La clause de réparation contenue à l’article 14 de la directive 98/71 et à l’article 110 du règlement n° 6/2002 doit-elle être interprétée en ce sens qu’elle crée un droit subjectif dans le chef des entreprises tierces produisant des pièces de rechange et des accessoires et que ce droit subjectif comporte le droit pour ces entreprises tierces d’utiliser sur les pièces de rechange et les accessoires, la marque d’autrui enregistrée, par dérogation aux dispositions du règlement n° 207/09 et de la directive 89/104 lorsque le titulaire du droit de marque appose également le signe distinctif en cause sur la pièce de rechange ou sur l’accessoire destiné à être monté sur le produit complexe, de façon à ce qu’il soit apparent extérieurement et concoure ainsi à l’apparence externe du produit complexe ?
On rappellera qu’en France, ces pièces de rechange peuvent encore être protégées par droit de modèle ou droit d’auteur, lorsqu’elles répondent aux conditions de protection prévues par les textes, alors que dans une bonne partie des états de l’Union européenne, ces pièces de rechange ne sont plus protégeables.
Aff.
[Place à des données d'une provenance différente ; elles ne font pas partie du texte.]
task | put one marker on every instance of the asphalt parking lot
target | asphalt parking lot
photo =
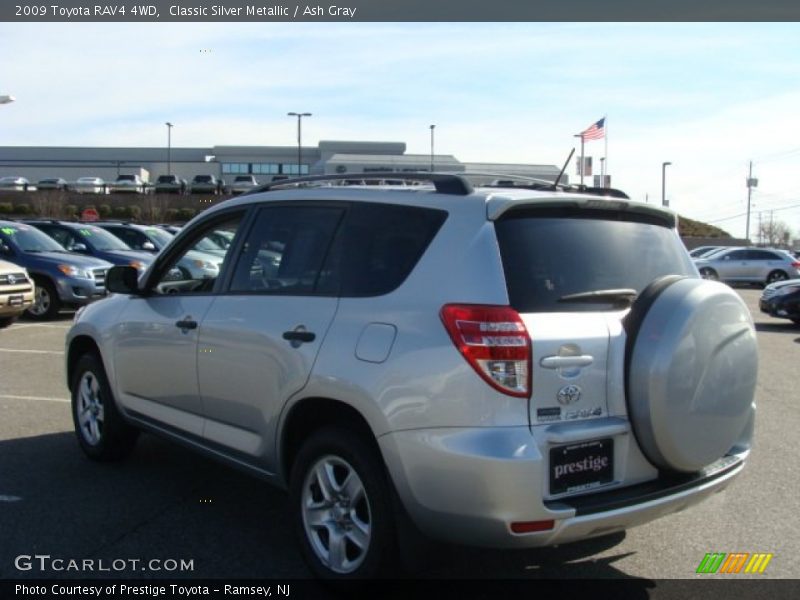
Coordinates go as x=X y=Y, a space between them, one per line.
x=167 y=503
C-491/14 du 9 janvier 2015, Demande de décision préjudicielle présentée par le Juzgado de lo Mercantil n° 3 de Madrid (Espagne) le 5 novembre 2014 – Rossa dels Vents Assessoria S.L. / U Hostels Albergues Juveniles S.L.
Enfin, dans une dernière affaire relative cette fois-ci aux marques, le Tribunal de Madrid pose la question de savoir s’il faut interpréter l’article 5, paragraphe 1, de la directive 2008/95/CE du Parlement européen et du Conseil, du 22 octobre 2008, rapprochant les législations des États membres sur les marques, en ce sens que le droit exclusif du titulaire d’une marque d’interdire à tout tiers de faire usage dans la vie des affaires d’un signe identique ou similaire à sa marque, s’étend au tiers titulaire d’une marque communautaire, sans qu’il soit nécessaire que la nullité de la marque litigieuse soit déclarée préalablement à la demande d’interdiction.
En France, le contentieux de la nullité d’une marque se traite en même temps que les demandes d’interdiction, sachant qu’encore aujourd’hui la jurisprudence considère qu’il est possible d’agir en nullité d’une marque devant les Tribunaux, sans même qu’elle ait fait l’objet d’une décision d’enregistrement par l’INPI.
Dans d’autres pays de l’Union européenne, la question de la nullité de la marque n’est pas tranchée par les juridictions mais par l’Office national, ce qui oblige à engager différentes actions devant différentes instances pour atteindre le but recherché. Ceci devrait toutefois être modifié par la nouvelle Directive Marque, actuellement toujours en discussion.